If the victim page is currently used by the active process, then the OS must invalidate the mapping in the current process's page table. If the victim page is currently used by another process, the OS must invalidate the mapping in the other process's page table. In any case, how does the OS determine which page table to update (if any), and how does it know where the mapping lives in that page table without doing a linear search?

There is a detailed description of x86 page table structure beginning at slide 22 of this presentation:

http://www.scs.stanford.edu/12au-cs140/notes/l8.pdf

I also found some helpful overviews of virtual memory:

http://www.cs.uic.edu/~jbell/CourseNotes/OperatingSystems/9_VirtualMemory.html http://www.cs.umd.edu/class/sum2003/cmsc311/Notes/Memory/virtual.html

Similar Stack Overflow question without an answer:

how does linux update page table after context switch


Solution

  • Actually, the thing you are asking about called reverse mapping.

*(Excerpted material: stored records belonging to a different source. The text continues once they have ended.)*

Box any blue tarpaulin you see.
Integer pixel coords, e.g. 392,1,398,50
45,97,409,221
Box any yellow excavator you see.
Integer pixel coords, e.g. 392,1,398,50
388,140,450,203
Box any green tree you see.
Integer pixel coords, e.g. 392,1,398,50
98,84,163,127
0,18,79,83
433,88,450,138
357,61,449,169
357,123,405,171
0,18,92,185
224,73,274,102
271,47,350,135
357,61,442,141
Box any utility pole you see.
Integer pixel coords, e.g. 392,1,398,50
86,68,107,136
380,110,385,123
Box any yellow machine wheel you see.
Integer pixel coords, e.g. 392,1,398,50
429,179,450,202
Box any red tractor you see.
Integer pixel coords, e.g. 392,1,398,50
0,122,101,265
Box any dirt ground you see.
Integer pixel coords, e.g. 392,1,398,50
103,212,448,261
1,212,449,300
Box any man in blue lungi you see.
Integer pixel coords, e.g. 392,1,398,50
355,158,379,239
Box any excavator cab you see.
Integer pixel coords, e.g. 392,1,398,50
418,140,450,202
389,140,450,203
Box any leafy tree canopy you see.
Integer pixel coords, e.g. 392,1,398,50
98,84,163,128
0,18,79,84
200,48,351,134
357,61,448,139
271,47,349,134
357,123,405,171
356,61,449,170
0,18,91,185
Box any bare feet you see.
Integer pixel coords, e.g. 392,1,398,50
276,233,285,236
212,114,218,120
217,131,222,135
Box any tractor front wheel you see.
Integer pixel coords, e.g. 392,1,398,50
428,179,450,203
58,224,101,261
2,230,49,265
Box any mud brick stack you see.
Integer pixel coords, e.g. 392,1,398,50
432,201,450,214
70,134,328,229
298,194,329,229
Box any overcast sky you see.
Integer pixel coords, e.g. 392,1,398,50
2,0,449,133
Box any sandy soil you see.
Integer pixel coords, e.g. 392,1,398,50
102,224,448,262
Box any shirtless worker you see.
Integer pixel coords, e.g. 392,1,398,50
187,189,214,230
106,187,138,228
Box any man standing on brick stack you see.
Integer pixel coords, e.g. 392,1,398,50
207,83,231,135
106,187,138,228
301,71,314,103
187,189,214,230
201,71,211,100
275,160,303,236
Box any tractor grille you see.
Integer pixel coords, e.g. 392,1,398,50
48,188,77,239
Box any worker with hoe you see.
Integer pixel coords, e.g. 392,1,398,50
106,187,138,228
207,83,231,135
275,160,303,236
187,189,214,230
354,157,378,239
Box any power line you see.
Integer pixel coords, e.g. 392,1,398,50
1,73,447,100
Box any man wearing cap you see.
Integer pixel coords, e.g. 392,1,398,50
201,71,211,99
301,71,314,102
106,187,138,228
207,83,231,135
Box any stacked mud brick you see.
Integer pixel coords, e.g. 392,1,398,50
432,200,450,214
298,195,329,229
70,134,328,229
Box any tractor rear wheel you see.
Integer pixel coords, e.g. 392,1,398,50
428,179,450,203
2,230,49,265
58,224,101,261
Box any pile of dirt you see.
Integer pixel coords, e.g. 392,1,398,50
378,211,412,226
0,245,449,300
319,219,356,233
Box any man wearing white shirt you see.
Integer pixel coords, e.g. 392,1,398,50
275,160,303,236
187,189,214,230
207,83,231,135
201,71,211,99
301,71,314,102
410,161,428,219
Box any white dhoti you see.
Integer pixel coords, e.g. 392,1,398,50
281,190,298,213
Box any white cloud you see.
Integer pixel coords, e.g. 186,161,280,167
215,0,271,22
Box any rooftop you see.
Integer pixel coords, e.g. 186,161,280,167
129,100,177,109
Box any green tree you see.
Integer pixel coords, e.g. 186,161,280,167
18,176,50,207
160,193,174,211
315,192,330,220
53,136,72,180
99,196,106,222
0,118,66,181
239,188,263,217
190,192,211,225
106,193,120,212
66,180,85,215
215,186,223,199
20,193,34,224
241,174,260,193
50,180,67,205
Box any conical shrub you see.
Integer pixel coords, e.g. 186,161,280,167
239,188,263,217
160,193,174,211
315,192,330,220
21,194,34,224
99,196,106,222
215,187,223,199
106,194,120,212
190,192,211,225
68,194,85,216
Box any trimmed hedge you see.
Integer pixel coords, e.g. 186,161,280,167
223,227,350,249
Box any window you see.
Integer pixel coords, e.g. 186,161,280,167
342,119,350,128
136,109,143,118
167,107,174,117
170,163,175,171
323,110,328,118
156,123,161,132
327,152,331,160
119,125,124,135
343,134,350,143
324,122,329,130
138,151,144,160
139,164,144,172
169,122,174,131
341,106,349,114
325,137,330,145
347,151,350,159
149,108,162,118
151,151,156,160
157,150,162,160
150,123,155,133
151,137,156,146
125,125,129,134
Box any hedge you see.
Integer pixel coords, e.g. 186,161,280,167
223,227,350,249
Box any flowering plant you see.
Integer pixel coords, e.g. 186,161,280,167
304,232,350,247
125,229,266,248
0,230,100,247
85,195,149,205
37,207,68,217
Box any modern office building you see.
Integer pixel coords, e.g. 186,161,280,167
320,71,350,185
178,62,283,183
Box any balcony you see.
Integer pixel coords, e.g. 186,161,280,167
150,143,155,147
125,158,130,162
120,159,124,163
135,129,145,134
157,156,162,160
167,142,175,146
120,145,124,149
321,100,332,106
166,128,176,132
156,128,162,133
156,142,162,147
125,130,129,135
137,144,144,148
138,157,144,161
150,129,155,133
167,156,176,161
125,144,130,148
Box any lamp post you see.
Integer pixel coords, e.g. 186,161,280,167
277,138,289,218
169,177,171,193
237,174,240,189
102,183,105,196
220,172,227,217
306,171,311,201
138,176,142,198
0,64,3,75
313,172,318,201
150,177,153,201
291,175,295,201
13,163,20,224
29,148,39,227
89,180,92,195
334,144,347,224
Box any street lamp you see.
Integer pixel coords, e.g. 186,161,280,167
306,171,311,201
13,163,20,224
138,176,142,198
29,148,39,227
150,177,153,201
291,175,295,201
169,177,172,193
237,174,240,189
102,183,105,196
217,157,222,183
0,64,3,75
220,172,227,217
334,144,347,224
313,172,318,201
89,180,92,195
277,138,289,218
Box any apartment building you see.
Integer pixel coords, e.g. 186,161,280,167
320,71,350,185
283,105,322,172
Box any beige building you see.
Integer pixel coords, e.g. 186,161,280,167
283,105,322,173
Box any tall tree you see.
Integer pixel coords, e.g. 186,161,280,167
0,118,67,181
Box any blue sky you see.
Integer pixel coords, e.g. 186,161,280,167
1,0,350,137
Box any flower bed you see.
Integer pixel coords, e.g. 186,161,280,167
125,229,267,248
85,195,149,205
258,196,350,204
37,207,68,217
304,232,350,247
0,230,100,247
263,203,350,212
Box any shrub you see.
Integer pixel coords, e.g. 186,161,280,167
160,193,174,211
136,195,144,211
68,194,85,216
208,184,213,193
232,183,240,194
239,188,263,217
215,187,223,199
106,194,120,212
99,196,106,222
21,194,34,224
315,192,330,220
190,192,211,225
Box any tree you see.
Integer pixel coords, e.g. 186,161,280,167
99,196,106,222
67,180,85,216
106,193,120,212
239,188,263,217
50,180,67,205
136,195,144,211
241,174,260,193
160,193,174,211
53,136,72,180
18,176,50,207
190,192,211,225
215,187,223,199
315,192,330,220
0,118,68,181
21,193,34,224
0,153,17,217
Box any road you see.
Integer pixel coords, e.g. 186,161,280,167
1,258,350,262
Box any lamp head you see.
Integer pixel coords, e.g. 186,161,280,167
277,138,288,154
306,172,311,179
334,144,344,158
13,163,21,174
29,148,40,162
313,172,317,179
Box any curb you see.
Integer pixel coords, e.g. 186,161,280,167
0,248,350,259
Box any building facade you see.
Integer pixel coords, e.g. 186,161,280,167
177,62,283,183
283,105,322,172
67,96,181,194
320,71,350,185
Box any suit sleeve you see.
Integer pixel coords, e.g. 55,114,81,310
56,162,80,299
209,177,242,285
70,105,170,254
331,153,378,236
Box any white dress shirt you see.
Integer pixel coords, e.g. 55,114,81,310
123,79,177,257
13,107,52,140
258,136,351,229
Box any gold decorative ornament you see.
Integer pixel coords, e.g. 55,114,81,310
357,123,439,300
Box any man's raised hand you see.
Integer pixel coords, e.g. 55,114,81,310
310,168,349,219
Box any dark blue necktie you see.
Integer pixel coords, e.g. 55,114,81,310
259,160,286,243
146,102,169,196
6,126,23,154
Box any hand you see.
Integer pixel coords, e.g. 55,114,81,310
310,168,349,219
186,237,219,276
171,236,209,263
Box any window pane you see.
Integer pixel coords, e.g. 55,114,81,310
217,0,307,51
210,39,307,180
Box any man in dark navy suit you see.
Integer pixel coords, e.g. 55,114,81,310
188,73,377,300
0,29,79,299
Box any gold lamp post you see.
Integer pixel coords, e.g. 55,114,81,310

For example, in Linux, you can find usefull function try_to_unmap_anon Inside page descriptor there is a field called mapping. This field is anon_vma for annonymous pages. As you can see this is not just ordinary struct, but also a list entry. There might be several anon_vmas for one page (see try_to_unmap_anon):

    list_for_each_entry(vma, &anon_vma->head, anon_vma_node)
    

    exactly one per page mapping. All this vmas linked into list. That is how kernel knows which processes (and their page tables) are in play. Now about how kernel determines the virtual address ... again the answer could be found here: vma_address

    233         pgoff_t pgoff = page->index << (PAGE_CACHE_SHIFT - PAGE_SHIFT);
    234         unsigned long address;
    235 
    236         address = vma->vm_start + ((pgoff - vma->vm_pgoff) << PAGE_SHIFT);
    

    So we can answer your question shortly now: in order not to do the page tables scan, kernel stores everything it needs (for quick fetch) in page descriptor (struct page).